CUNHA PEDE AO STF PARA RETOMAR O MANDATO DE DEPUTADO

O deputado federal afastado Eduardo Cunha (PMDB-RJ) pediu ao STF (Supremo Tribunal Federal) nesta quarta-feira autorização para retomar o mandato na Câmara.

Na peça, os advogados de Cunha afirmam que foi ele afastado sob argumento de que, na condição de presidente da Casa, poderia interferir no processo em que é acusado de ter recebido propina do esquema de corrupção da Petrobras.

A defesa sustenta que Cunha renunciou à presidência da Câmara em julho e, por isso, desde então, não há mais motivos para que seja impedido de exercer seu mandato.

Os advogados dizem ainda que a manutenção do afastamento acarretará num desequilíbrio no tratamento dado a Cunha. Isso porque, diz a defesa, há outros políticos alvo da Operação Lavas Jato que não sofreram a sanção imposta ao deputado fluminense.

Retirada a condição de presidente da Câmara, o ora requerente se iguala, material e formalmente, a todos os demais parlamentares sujeitos à persecução penal perante este Supremo Tribunal Federal, seja na condição de réus, seja na condição de investigados“, diz o texto da peça.

O ministro Teori Zavascki, relator dos casos relacionados à Lava Jato no Supremo, determinou o afastamento do peemedebista em maio deste ano, ao acolher o pedido feito pelo procurador-geral da República, Rodrigo Janot.

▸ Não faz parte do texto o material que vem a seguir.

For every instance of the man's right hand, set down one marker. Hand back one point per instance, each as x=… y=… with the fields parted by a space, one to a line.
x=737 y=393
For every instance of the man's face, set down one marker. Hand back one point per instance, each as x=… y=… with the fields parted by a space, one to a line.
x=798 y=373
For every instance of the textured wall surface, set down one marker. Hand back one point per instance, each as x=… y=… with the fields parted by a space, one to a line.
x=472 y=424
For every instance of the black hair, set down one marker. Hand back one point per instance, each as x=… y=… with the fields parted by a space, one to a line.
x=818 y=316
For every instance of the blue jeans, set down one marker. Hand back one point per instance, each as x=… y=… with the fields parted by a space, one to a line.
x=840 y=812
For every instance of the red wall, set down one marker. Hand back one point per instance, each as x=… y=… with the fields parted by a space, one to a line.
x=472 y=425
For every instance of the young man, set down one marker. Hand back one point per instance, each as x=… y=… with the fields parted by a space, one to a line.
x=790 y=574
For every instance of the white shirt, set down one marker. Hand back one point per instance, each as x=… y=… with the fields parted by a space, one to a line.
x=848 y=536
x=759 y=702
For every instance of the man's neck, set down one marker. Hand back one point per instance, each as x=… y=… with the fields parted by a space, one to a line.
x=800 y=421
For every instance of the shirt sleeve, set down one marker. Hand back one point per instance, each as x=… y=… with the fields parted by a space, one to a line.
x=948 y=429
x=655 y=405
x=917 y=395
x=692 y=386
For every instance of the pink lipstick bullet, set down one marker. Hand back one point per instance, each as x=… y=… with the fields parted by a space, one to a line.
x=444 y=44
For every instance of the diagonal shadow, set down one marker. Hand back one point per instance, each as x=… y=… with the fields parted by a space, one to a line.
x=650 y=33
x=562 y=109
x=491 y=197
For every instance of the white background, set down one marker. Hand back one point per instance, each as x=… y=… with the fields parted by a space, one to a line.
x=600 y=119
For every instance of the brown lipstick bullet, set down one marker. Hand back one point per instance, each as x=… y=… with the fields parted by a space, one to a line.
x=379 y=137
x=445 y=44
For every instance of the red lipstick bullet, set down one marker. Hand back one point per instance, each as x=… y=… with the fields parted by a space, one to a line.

O PGR, na ocasião, solicitou ao STF que Cunha deixasse temporariamente a presidência e o mandato de deputado.

Como justificativa, Janot listou 11 episódios que, segundo ele, comprovariam a capacidade de interferência de Cunha nas investigações. Dois deles, no entanto, ocorreram antes de o peemedebista presidir a Casa.

São eles: casos em que aliados do deputado afastado apresentaram requerimentos em comissões da Câmara, com objetivo de pressionar empresários que, conforme a investigação, deviam propina a Cunha ou eram seus desafetos.

‘IMPROPÉRIOS’

No documento enviado a Teori nesta quarta, Cunha voltou a criticar Rodrigo Janot, algo frequente desde que passou à condição de investigado.

Os advogados acusam o PGR de usar termos desrespeitosos para se referir ao réu. Ao pedir o afastamento do peemedebista, Janot o classificou como “delinquente”.

O Ministério Público, notadamente no exercício da função acusatória, não deveria exteriorizar seus juízos mediante impropérios que ultrajam a quem se referem“, exemplifica a defesa.